26 November 2019

Groundbreaking 3D software which will help to virtually plan surgery and reconstruction for cancer and trauma patients has been introduced.

                        Mr Sunil Bhatia

It has been made possible thanks to a generous donation totalling nearly £50,000 from a former patient and the League of Friends of the Royal Shrewsbury Hospital (RSH).

The donation has enabled a new 3D Printing and Surgical Planning service to be introduced in the Maxillofacial and Orthodontic Laboratory, based in the RSH – meaning quicker and more advanced treatment for patients.

The service has already been used to plan surgery for a patient with cancer of the upper jaw, a patient with a large cyst close to the eye and a patient who has suffered serious facial injuries in a cycling accident.

Christine Richardson and Mandy Frost visit the new service at RSH with Richard Lawn, LoF Chairman

The League of Friends of RSH received a legacy of £37,570 from Doris Cooper, in appreciation of the wonderful care she received from Consultant Mr Sunil Bhatia, the Oral and Maxillofacial Surgery teams and Head and Neck Cancer services at RSH and the Princess Royal Hospital (PRH) in Telford, run by SaTH. The LoF also donated a further £10,000 towards the service.

Mr Bhatia said: “When I received a copy of the solicitor’s letter from the League of Friends saying that Mrs Cooper had mentioned me and gifted a legacy of almost £40,000 to be used to improve the life of other cancer patients, I couldn’t believe it.

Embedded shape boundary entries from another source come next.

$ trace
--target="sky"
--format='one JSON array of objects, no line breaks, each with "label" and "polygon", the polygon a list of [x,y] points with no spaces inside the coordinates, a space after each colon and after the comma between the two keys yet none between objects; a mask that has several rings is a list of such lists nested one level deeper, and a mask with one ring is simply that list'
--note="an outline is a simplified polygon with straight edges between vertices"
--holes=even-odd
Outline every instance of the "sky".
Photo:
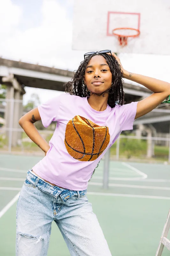
[{"label": "sky", "polygon": [[[77,69],[84,52],[71,49],[73,4],[74,0],[0,0],[0,56]],[[170,82],[169,55],[121,53],[119,57],[129,71]],[[25,89],[24,104],[32,93],[38,94],[42,103],[61,93],[26,87]]]}]

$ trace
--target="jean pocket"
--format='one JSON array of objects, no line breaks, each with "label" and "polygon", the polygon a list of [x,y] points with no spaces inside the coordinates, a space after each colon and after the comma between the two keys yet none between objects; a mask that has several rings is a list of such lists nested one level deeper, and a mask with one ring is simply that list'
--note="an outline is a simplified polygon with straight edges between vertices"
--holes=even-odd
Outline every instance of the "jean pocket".
[{"label": "jean pocket", "polygon": [[25,186],[27,186],[27,187],[33,186],[33,184],[32,184],[32,183],[31,183],[31,182],[27,180],[26,180],[26,179],[24,181],[24,185]]},{"label": "jean pocket", "polygon": [[77,197],[78,199],[78,198],[82,198],[82,197],[84,197],[85,196],[87,195],[87,189],[85,189],[85,190],[83,190],[82,191],[79,191],[78,192],[79,192],[79,196],[78,196],[79,195],[78,194],[78,196]]}]

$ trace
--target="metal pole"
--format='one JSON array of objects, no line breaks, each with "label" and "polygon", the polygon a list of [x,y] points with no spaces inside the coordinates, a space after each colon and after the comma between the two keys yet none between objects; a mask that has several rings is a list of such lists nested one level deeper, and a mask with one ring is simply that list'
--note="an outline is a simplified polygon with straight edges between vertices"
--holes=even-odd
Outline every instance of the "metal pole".
[{"label": "metal pole", "polygon": [[10,111],[10,122],[9,131],[9,138],[8,141],[8,152],[11,152],[12,139],[12,128],[13,126],[13,116],[14,114],[14,101],[13,98],[11,99],[11,108]]},{"label": "metal pole", "polygon": [[120,137],[119,136],[116,141],[116,159],[119,158],[119,148],[120,146]]},{"label": "metal pole", "polygon": [[170,163],[170,123],[169,123],[169,156],[168,161]]},{"label": "metal pole", "polygon": [[103,171],[103,188],[107,189],[108,187],[110,148],[105,155],[104,170]]}]

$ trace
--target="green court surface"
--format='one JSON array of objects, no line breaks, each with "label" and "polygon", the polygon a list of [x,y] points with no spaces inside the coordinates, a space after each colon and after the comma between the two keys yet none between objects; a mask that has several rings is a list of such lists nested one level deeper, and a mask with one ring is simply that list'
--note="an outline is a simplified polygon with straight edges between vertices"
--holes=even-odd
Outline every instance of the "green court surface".
[{"label": "green court surface", "polygon": [[[15,255],[18,193],[27,170],[41,158],[0,155],[1,255]],[[170,166],[111,161],[109,188],[105,190],[103,164],[102,160],[89,182],[88,197],[112,255],[155,255],[170,208]],[[55,255],[70,254],[53,222],[48,256]],[[170,252],[165,248],[162,255],[169,256]]]}]

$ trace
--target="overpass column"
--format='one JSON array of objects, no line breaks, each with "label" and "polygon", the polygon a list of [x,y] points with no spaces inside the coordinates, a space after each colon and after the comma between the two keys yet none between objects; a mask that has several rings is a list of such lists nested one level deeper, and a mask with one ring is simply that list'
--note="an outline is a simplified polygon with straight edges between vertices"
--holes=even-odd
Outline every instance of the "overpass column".
[{"label": "overpass column", "polygon": [[[9,128],[10,126],[10,112],[11,102],[8,101],[8,100],[12,100],[14,98],[14,87],[10,83],[6,84],[7,87],[7,93],[6,99],[7,100],[5,107],[5,127]],[[6,131],[6,136],[8,138],[9,137],[9,131]]]},{"label": "overpass column", "polygon": [[[23,94],[25,93],[25,90],[21,87],[17,79],[14,77],[13,75],[10,74],[8,76],[4,77],[2,79],[3,84],[7,86],[7,98],[12,100],[14,99],[14,102],[13,113],[11,113],[10,107],[12,101],[7,102],[5,118],[6,122],[6,127],[10,127],[10,120],[11,121],[11,115],[12,115],[12,128],[18,129],[20,128],[18,123],[19,119],[22,115],[22,98]],[[9,132],[7,133],[7,137],[9,138]],[[22,132],[13,131],[11,139],[11,145],[16,147],[18,144],[18,140],[21,139]],[[10,145],[10,143],[9,144]]]}]

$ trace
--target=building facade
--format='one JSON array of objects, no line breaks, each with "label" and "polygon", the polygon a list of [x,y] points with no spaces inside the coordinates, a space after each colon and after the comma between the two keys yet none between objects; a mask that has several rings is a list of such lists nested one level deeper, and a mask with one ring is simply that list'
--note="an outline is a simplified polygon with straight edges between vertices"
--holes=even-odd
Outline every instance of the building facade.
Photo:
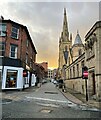
[{"label": "building facade", "polygon": [[[59,73],[61,78],[65,80],[68,88],[86,94],[86,83],[85,79],[82,79],[82,68],[87,66],[88,95],[89,97],[94,97],[96,100],[101,100],[101,21],[96,22],[92,26],[85,35],[84,41],[85,43],[83,44],[80,34],[77,31],[74,43],[66,43],[66,46],[70,46],[67,54],[67,62],[64,65],[62,58],[59,59]],[[61,49],[64,49],[64,47]],[[59,46],[59,53],[60,51]],[[59,58],[62,55],[59,54]],[[60,67],[61,63],[63,64]]]},{"label": "building facade", "polygon": [[26,26],[11,20],[0,21],[2,89],[23,89],[35,84],[36,54]]}]

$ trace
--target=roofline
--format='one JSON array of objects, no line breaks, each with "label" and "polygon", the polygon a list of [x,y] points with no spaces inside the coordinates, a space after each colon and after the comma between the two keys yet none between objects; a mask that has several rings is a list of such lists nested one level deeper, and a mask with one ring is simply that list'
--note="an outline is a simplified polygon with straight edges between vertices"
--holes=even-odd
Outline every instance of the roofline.
[{"label": "roofline", "polygon": [[31,43],[32,43],[32,47],[34,48],[35,53],[37,54],[37,51],[36,51],[35,46],[34,46],[34,43],[33,43],[33,41],[32,41],[32,38],[31,38],[31,36],[30,36],[30,34],[29,34],[29,31],[28,31],[28,29],[27,29],[26,26],[24,26],[24,25],[22,25],[22,24],[19,24],[19,23],[17,23],[17,22],[14,22],[14,21],[12,21],[12,20],[10,20],[10,19],[8,19],[8,20],[2,20],[2,22],[6,22],[6,23],[9,22],[9,23],[16,24],[16,25],[18,25],[18,26],[20,26],[20,27],[23,27],[23,28],[25,29],[27,35],[28,35],[28,38],[30,39],[30,41],[31,41]]},{"label": "roofline", "polygon": [[87,38],[95,31],[96,28],[101,27],[101,21],[97,21],[88,31],[88,33],[85,35],[85,41]]}]

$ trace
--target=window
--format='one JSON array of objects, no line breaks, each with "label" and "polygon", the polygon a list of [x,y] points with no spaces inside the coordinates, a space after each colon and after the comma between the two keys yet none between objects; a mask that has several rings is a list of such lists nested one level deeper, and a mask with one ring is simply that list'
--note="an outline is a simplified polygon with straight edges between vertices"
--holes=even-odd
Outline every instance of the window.
[{"label": "window", "polygon": [[11,58],[17,58],[17,45],[11,45],[10,46],[10,57]]},{"label": "window", "polygon": [[79,64],[77,64],[77,77],[79,77]]},{"label": "window", "polygon": [[7,70],[6,88],[16,87],[17,85],[17,70]]},{"label": "window", "polygon": [[2,70],[0,69],[0,82],[2,81]]},{"label": "window", "polygon": [[18,35],[19,35],[19,29],[17,27],[12,27],[11,37],[18,39]]},{"label": "window", "polygon": [[27,47],[28,47],[29,46],[29,40],[28,39],[27,39],[27,43],[26,44],[27,44]]},{"label": "window", "polygon": [[75,67],[73,67],[73,77],[75,78]]},{"label": "window", "polygon": [[28,64],[28,54],[26,53],[26,64]]},{"label": "window", "polygon": [[0,56],[4,56],[5,53],[5,43],[0,42]]},{"label": "window", "polygon": [[0,24],[0,36],[6,36],[6,24]]},{"label": "window", "polygon": [[82,54],[82,50],[81,50],[81,49],[79,49],[79,50],[78,50],[78,53],[79,53],[79,55],[81,55],[81,54]]}]

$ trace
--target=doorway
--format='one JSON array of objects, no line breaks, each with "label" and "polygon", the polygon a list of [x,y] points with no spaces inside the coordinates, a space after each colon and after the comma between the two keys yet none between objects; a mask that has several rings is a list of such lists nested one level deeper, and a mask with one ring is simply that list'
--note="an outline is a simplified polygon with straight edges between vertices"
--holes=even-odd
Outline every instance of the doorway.
[{"label": "doorway", "polygon": [[93,95],[96,94],[96,85],[95,85],[95,73],[92,72],[92,82],[93,82]]}]

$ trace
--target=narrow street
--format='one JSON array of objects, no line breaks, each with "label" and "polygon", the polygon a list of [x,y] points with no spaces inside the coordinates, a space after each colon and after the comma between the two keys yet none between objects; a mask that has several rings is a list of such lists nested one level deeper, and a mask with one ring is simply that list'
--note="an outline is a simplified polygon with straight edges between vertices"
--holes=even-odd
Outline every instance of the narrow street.
[{"label": "narrow street", "polygon": [[98,118],[99,111],[69,101],[53,83],[3,93],[2,118]]}]

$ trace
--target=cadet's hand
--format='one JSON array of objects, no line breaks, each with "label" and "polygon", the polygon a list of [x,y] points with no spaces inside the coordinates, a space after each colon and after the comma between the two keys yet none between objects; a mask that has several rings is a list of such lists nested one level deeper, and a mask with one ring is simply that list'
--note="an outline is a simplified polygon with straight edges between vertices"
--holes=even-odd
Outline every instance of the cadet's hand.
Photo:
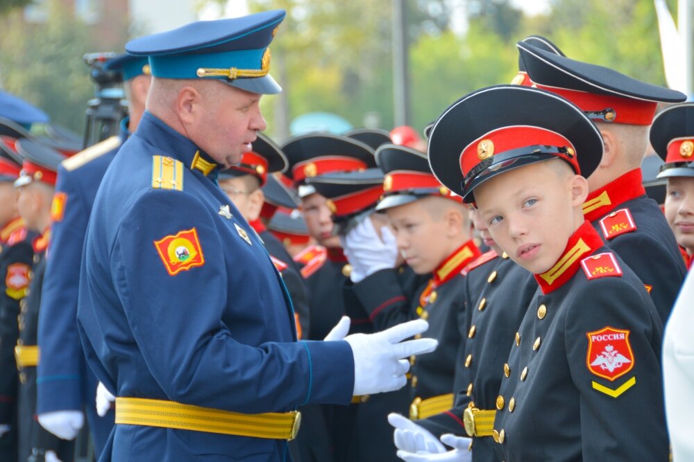
[{"label": "cadet's hand", "polygon": [[3,435],[9,432],[11,429],[12,427],[10,427],[6,423],[0,425],[0,438],[2,438]]},{"label": "cadet's hand", "polygon": [[348,317],[343,316],[330,332],[328,332],[328,335],[325,336],[323,341],[335,341],[336,340],[344,340],[347,335],[347,332],[349,332],[349,326],[351,323],[352,320]]},{"label": "cadet's hand", "polygon": [[111,394],[111,392],[106,389],[103,384],[101,382],[96,386],[96,414],[99,417],[103,417],[108,414],[108,409],[111,409],[111,404],[115,402],[116,397]]},{"label": "cadet's hand", "polygon": [[398,246],[387,226],[379,237],[371,218],[364,220],[342,238],[345,256],[352,266],[350,279],[356,284],[380,269],[395,267]]},{"label": "cadet's hand", "polygon": [[473,460],[473,453],[468,449],[469,438],[448,434],[441,436],[441,441],[455,449],[443,454],[414,454],[400,450],[398,451],[398,456],[405,462],[470,462]]},{"label": "cadet's hand", "polygon": [[415,453],[446,452],[446,447],[436,438],[436,436],[429,430],[409,419],[391,412],[388,414],[388,423],[395,428],[393,439],[395,441],[396,447],[398,450]]},{"label": "cadet's hand", "polygon": [[64,440],[73,440],[85,425],[80,411],[56,411],[39,414],[39,423],[46,430]]},{"label": "cadet's hand", "polygon": [[355,396],[393,391],[405,387],[412,355],[431,353],[434,339],[403,340],[429,328],[423,319],[410,321],[376,334],[353,334],[345,337],[354,355]]}]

“After some consideration, and with help from the League of Friends, this piece of equipment will help us to plan virtual surgery and take us into the 21st century. While we have been trying to deliver the latest and best treatment it has been difficult as we had to send the scans out and the models were made elsewhere.

   Christine Richardson with Sam Bunn

“With this being in-house we are now able to perform virtual surgery to remove cancer from a very difficult area of the body, and we are also now able to very accurately predict the defect and also fabricate a framework from patient bone or a titanium.”

Samantha Bunn, Manager of The Maxillofacial and Orthodontic Laboratory at SaTH, said: “The Maxillofacial prosthetists have started to use groundbreaking software and equipment to plan surgery and reconstruction for cancer and trauma patients.

“Virtual 3D models are created via data from a CT scan; surgery is planned recreating surgical cuts and bone grafts, and titanium plates are designed and implants positioned to assist the Maxillofacial surgeons in theatre.

“The models are then printed out in resin to produce a true replica of the patient and for use as a diagnostic aid. Previously, the Maxillofacial team sourced an external company to provide this service which impacted on surgery time.”

               Doris and Bob Cooper

In 2014, Mrs Cooper (known as Dos to her many friends) underwent major neck surgery carried out by Mr Bhatia, from which she made a speedy and full recovery, enabling her to continue to care for her adored husband, Bob, who had vascular dementia.

She never forgot what she described as her wonderful treatment at both hospitals – and in her will made bequests for the League of Friends of RSH and the League of Friends of PRH, which also received the same donation, with the direction that it would be to the benefit of Mr Bhatia, the oral and maxillofacial surgery teams and the head and neck cancer services.

Her closest friends Christine Richardson and Mandy Frost said: “Dos was a strong, resilient person with a naturally sunny disposition and a zest for life. She was interested in everybody she met, always seeing the best in them and always looked on the bright side.

“When asked by nurses how she felt when she came round from her neck cancer operation, she replied ‘Thank you. I enjoyed that’.  She enjoyed her hospital stays and visits, because she genuinely liked and appreciated all the hospital staff. Unusual for one of her age, she embraced technology and was never without her iPad.  She would be absolutely delighted to know that some of her money has been used to buy a 3D printer to assist Mr Bhatia in his work of treating other patients.

“Having made a complete recovery from neck cancer in 2014, Doris was given a terminal diagnosis of liver cancer in 2018. She accepted this with great dignity, helped by her strong Christian faith. She described her life as long and very happy and left most of her money to various charities that were close to her heart.”